As cunhas resultam do uso de instrumentos destinados a gravar os sinais gráficos sobre o barro ou argila mole posteriormente recosidos a fim de obter impressões indeléveis. Os escribas usavam pequenas hastes de madeira talhadas em bisel ou em forma de cunha e com elas escreviam mais rapidamente do que riscando ou entalhando os caracteres que freqüentemente compunham-se de varias cunhas disposta em varias direções e posições.

A forma exterior não indica que a escrita cuneiforme tenha sido usada por um único povo para escrever um só idioma. Foi usada no antigo oriente médio por vários povos que falavam línguas fundamentalmente diversas na sua estrutura. Entre outros se cita os idiomas: sumério, acádio ou assírio-babilônico, o khaldi, o hitita, o pró-alamita, o persepolitano ou aquemenida e uma forma arcaica do fenício.

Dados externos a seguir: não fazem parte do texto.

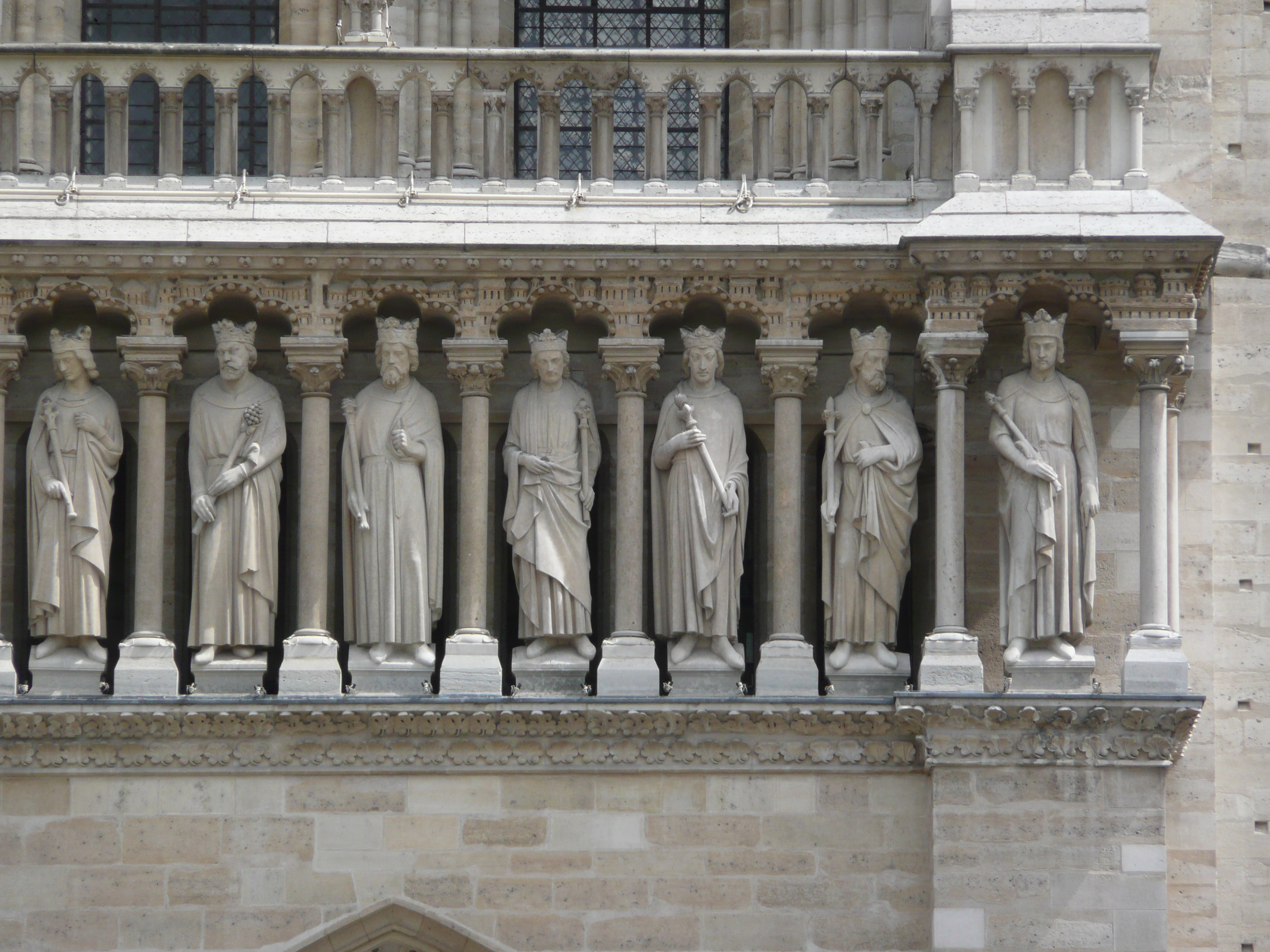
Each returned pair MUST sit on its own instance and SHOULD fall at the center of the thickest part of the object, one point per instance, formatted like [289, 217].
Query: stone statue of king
[551, 456]
[871, 456]
[1048, 499]
[394, 471]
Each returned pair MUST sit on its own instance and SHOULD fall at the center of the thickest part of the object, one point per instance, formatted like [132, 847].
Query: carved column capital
[315, 362]
[788, 364]
[13, 348]
[630, 364]
[152, 362]
[949, 358]
[475, 364]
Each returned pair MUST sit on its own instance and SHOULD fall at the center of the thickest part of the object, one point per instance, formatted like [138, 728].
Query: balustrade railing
[341, 113]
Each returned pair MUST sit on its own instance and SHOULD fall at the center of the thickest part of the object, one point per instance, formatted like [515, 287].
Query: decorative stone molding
[474, 364]
[919, 730]
[152, 362]
[315, 362]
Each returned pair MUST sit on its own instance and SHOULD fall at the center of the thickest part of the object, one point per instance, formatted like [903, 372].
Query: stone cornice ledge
[910, 733]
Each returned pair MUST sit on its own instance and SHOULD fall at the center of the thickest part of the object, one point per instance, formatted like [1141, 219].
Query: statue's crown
[78, 340]
[703, 337]
[1043, 325]
[232, 333]
[878, 340]
[394, 331]
[549, 340]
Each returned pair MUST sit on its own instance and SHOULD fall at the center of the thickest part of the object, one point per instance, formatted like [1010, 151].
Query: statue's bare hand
[205, 508]
[535, 464]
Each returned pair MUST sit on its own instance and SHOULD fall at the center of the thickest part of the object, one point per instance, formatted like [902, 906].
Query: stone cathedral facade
[540, 476]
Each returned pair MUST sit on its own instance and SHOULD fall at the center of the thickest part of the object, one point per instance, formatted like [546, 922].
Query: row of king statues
[393, 508]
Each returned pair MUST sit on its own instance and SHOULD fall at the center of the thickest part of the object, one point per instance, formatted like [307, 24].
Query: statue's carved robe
[235, 558]
[393, 570]
[547, 525]
[867, 559]
[698, 552]
[70, 560]
[1047, 559]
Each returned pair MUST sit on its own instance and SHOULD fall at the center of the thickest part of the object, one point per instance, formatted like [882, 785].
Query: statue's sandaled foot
[92, 649]
[1014, 652]
[54, 643]
[840, 655]
[683, 649]
[539, 647]
[727, 650]
[884, 655]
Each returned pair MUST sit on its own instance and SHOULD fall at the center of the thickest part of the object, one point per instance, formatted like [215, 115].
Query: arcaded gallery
[635, 475]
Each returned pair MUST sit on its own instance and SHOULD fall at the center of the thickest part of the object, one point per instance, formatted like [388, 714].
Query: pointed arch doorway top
[392, 926]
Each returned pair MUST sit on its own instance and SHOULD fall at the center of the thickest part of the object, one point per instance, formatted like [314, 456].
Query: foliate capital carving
[13, 348]
[630, 364]
[475, 364]
[152, 362]
[788, 365]
[315, 362]
[949, 358]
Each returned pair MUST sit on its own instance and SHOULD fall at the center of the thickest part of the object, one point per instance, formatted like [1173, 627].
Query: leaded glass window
[143, 127]
[681, 131]
[576, 130]
[253, 121]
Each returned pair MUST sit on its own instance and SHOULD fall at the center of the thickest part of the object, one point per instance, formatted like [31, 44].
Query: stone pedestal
[146, 668]
[65, 673]
[704, 674]
[230, 676]
[950, 666]
[864, 676]
[472, 667]
[787, 668]
[628, 668]
[1044, 672]
[399, 676]
[310, 666]
[1155, 664]
[558, 673]
[8, 673]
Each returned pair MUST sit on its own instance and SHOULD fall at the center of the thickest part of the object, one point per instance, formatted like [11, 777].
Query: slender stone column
[1137, 174]
[764, 106]
[61, 102]
[602, 136]
[549, 135]
[117, 133]
[13, 348]
[926, 112]
[10, 133]
[788, 667]
[628, 666]
[871, 105]
[148, 664]
[1155, 662]
[950, 654]
[442, 135]
[1177, 398]
[470, 664]
[280, 138]
[332, 143]
[1080, 177]
[310, 663]
[967, 179]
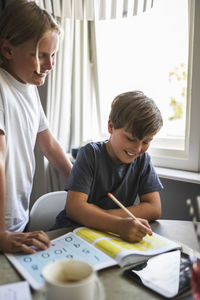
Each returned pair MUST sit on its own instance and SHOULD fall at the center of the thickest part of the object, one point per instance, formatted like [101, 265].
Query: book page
[15, 291]
[68, 246]
[124, 252]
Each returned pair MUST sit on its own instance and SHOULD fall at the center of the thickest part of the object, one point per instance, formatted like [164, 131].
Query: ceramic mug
[72, 280]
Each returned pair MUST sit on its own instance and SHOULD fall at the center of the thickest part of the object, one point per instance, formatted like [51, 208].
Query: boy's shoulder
[94, 146]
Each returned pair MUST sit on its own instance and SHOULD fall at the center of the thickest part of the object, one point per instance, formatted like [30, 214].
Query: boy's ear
[6, 49]
[110, 126]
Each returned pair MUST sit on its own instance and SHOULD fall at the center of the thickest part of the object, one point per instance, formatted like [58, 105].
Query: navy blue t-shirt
[95, 174]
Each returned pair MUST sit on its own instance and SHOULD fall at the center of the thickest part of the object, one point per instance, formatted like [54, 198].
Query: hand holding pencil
[132, 230]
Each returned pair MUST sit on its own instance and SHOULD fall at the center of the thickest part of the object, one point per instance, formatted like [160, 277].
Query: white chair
[45, 209]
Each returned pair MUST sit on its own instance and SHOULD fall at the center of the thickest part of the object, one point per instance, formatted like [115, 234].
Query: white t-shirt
[21, 118]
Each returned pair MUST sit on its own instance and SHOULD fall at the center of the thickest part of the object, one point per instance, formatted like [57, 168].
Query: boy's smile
[22, 63]
[122, 147]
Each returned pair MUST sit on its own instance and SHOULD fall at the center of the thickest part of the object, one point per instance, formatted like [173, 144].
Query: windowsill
[180, 175]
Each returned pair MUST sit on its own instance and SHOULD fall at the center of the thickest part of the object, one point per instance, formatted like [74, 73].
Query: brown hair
[136, 113]
[23, 20]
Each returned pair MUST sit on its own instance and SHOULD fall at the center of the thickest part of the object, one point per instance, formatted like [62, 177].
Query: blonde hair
[136, 113]
[22, 21]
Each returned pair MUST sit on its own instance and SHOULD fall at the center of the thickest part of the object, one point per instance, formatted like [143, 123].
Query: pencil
[124, 208]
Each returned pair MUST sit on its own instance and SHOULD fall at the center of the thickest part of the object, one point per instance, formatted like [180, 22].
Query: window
[157, 52]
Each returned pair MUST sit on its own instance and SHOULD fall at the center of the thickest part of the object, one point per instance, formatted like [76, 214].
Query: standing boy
[120, 166]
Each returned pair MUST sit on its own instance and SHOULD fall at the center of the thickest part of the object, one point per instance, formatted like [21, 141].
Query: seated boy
[121, 166]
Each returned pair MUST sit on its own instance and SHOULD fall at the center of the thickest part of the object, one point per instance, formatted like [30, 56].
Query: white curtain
[72, 102]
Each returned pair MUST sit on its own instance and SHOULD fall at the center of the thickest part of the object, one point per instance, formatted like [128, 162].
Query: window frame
[189, 159]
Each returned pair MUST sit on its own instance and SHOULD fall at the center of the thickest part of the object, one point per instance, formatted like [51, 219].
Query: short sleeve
[2, 122]
[149, 181]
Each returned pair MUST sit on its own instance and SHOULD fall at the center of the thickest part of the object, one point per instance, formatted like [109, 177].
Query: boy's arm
[54, 152]
[15, 241]
[93, 216]
[149, 207]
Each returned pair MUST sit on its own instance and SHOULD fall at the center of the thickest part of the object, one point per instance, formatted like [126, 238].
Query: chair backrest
[45, 209]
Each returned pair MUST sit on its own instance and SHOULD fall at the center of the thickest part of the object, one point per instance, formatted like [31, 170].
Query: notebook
[100, 249]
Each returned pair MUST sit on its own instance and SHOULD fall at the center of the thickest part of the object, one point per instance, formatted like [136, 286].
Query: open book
[100, 249]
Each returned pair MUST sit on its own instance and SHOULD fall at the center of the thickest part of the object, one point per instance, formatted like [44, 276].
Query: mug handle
[99, 290]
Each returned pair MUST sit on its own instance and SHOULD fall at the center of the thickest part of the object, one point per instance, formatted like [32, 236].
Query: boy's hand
[133, 231]
[13, 242]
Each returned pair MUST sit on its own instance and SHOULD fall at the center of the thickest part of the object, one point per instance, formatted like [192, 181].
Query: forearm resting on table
[92, 216]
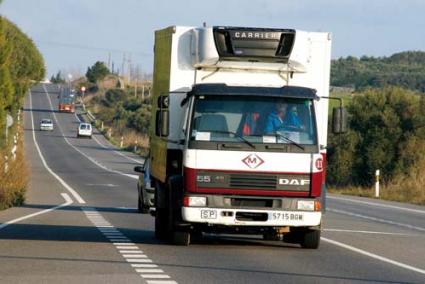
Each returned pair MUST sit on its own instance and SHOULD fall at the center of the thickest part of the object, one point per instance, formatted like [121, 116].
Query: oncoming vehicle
[84, 130]
[239, 132]
[46, 124]
[66, 101]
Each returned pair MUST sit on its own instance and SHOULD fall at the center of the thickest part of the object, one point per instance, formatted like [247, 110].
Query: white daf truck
[238, 133]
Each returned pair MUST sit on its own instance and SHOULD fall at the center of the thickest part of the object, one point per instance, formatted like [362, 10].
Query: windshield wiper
[288, 139]
[233, 133]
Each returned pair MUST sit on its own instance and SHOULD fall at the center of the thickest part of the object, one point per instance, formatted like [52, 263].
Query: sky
[74, 34]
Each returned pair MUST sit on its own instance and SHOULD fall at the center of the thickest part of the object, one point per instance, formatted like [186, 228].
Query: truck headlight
[195, 201]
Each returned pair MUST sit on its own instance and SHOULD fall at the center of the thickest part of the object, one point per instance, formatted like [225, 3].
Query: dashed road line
[132, 254]
[375, 256]
[376, 219]
[377, 204]
[368, 232]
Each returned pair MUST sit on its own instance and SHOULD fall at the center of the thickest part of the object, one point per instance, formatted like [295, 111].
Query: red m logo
[253, 161]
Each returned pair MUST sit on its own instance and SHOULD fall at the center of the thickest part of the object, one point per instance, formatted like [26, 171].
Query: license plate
[287, 216]
[208, 214]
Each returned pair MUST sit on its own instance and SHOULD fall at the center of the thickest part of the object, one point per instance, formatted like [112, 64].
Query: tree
[97, 72]
[58, 79]
[383, 135]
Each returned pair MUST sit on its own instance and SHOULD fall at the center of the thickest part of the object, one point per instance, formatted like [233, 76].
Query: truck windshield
[255, 119]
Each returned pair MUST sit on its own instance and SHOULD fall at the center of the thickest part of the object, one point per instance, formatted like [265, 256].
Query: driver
[281, 119]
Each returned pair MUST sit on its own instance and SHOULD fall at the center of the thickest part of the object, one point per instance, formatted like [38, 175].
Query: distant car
[146, 192]
[46, 124]
[84, 130]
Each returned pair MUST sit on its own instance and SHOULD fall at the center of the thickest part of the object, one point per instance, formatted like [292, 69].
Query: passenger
[250, 122]
[282, 119]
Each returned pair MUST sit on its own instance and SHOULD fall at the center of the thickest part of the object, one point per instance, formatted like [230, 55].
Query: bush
[383, 135]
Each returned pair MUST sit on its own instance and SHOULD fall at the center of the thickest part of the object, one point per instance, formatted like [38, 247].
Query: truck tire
[181, 238]
[310, 239]
[161, 224]
[141, 208]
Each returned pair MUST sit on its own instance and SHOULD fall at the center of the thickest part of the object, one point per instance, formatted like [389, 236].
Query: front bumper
[85, 133]
[231, 217]
[46, 127]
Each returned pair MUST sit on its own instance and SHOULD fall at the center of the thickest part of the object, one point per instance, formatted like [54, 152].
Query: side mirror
[339, 120]
[139, 169]
[162, 123]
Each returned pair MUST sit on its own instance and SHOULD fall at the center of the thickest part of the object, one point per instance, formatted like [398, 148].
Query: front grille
[248, 181]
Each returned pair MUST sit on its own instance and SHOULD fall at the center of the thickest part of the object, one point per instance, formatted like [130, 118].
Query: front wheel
[310, 239]
[161, 224]
[181, 238]
[141, 208]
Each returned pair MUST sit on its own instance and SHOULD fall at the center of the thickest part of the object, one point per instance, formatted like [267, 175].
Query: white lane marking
[126, 247]
[138, 260]
[368, 232]
[146, 265]
[123, 244]
[129, 251]
[155, 276]
[149, 270]
[378, 204]
[68, 201]
[134, 255]
[376, 219]
[67, 187]
[81, 152]
[375, 256]
[161, 282]
[102, 184]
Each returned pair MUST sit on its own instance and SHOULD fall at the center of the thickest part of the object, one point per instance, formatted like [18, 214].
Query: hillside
[405, 69]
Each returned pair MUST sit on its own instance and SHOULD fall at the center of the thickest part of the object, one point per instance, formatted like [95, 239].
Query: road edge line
[68, 201]
[64, 184]
[79, 151]
[375, 256]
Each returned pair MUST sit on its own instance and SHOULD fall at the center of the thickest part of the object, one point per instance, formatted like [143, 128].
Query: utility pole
[122, 67]
[109, 61]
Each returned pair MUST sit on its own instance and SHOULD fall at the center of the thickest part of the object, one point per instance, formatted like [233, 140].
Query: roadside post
[377, 183]
[83, 90]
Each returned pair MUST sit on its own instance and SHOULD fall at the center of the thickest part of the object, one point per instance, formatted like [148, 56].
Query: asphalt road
[79, 224]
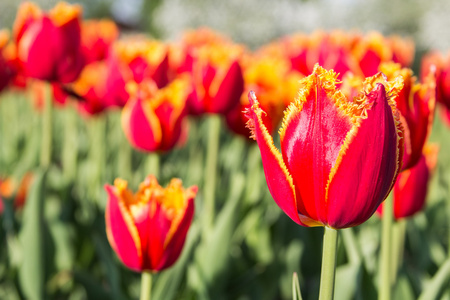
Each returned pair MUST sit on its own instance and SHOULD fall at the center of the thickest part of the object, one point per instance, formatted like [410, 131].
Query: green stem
[398, 240]
[152, 164]
[351, 246]
[124, 159]
[211, 169]
[70, 147]
[146, 285]
[385, 286]
[47, 116]
[328, 272]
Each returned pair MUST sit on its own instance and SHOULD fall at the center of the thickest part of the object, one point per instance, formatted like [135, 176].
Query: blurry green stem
[351, 246]
[398, 239]
[385, 282]
[125, 153]
[211, 169]
[152, 164]
[70, 147]
[146, 285]
[328, 272]
[437, 283]
[47, 116]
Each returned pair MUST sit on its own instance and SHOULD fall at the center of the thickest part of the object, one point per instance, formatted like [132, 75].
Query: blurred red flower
[147, 230]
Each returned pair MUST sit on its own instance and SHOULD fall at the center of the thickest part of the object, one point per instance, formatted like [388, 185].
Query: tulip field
[314, 166]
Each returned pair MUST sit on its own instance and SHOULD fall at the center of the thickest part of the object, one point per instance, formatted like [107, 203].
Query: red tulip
[270, 77]
[6, 72]
[48, 44]
[410, 189]
[374, 49]
[147, 230]
[152, 119]
[416, 103]
[339, 157]
[213, 64]
[97, 37]
[135, 59]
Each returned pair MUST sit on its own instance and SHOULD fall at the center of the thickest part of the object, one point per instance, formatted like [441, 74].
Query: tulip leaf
[168, 282]
[32, 270]
[212, 255]
[439, 281]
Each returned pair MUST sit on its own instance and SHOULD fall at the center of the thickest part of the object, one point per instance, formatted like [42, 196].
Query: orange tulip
[339, 157]
[147, 230]
[152, 119]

Antes de prosseguir é necessário esclarecer que a escrita cuneiforme não nasceu cuneiforme. Os povos que habitavam a Mesopotâmia, imprimiam as letras ou figuras sobre ladrilhos ou tijolos de argila úmida ou crua e que em nada se parecia com a escrita cuneiforme.

Os sinais eram impressos ou riscados com estiletes com traços contínuos. Essa escrita foi encontrada nos estratos inferiores das escavações Mesopotâmicas. Durante esse período, chamado pré-dinastico e que compreende o decurso quase interior do IVē milênio a.C., as figuras inscritas são bastante nítidas e compreensíveis.

Foram encontradas em camadas que os arqueólogos conhecem pelos nomes "El Obeid" (próximo de Ur), Warka I-II-III e IV(antiga Uruk), Djendet Nasr e outros lugares menos importantes.

Os escribas se aperceberam que seria mais fácil imprimir marcas e desenhos do que riscar ou traçar linhas sobre material friável. Daí surgiu à idéia de desenhar figuras e objetos com pressões sucessivas feitas com uma haste de madeira talhada em bisel ou em forma de cunha. Desse modo, a escrita tornou-se mais rápida e seguramente mais fácil, aparecendo então a escrita cuneiforme.

Em conseqüência, as imagens ou figuras pedem a semelhança com os outros modelos de que derivam. As letras compostas de varias cunhas já não evocam a imagem dos objetos desenhados. Estes fatos se deram no inicio do 3o. Milênio a.C.

Nos pequenos tijolos ou ladrilhos de barro, os sinais são dispostos de cima para baixo em colunas colocadas da direita para a esquerda. Nas peças maiores, pela impossibilidade de manobrá-las com a mão esquerda, os escribas modificaram a direção da escrita e a disposição das colunas. As linhas são horizontais e as varias letras seguem a direção da esquerda para a direita.

De acordo com o local e a época, a escrita cuneiforme sofreu as modificações versificadas nas demais. Ideográfica a principio, passou para o período de foneticismo, pelo estagio de silabismo e finalmente para a ultima fase que é a da alfabetização propriamente dita.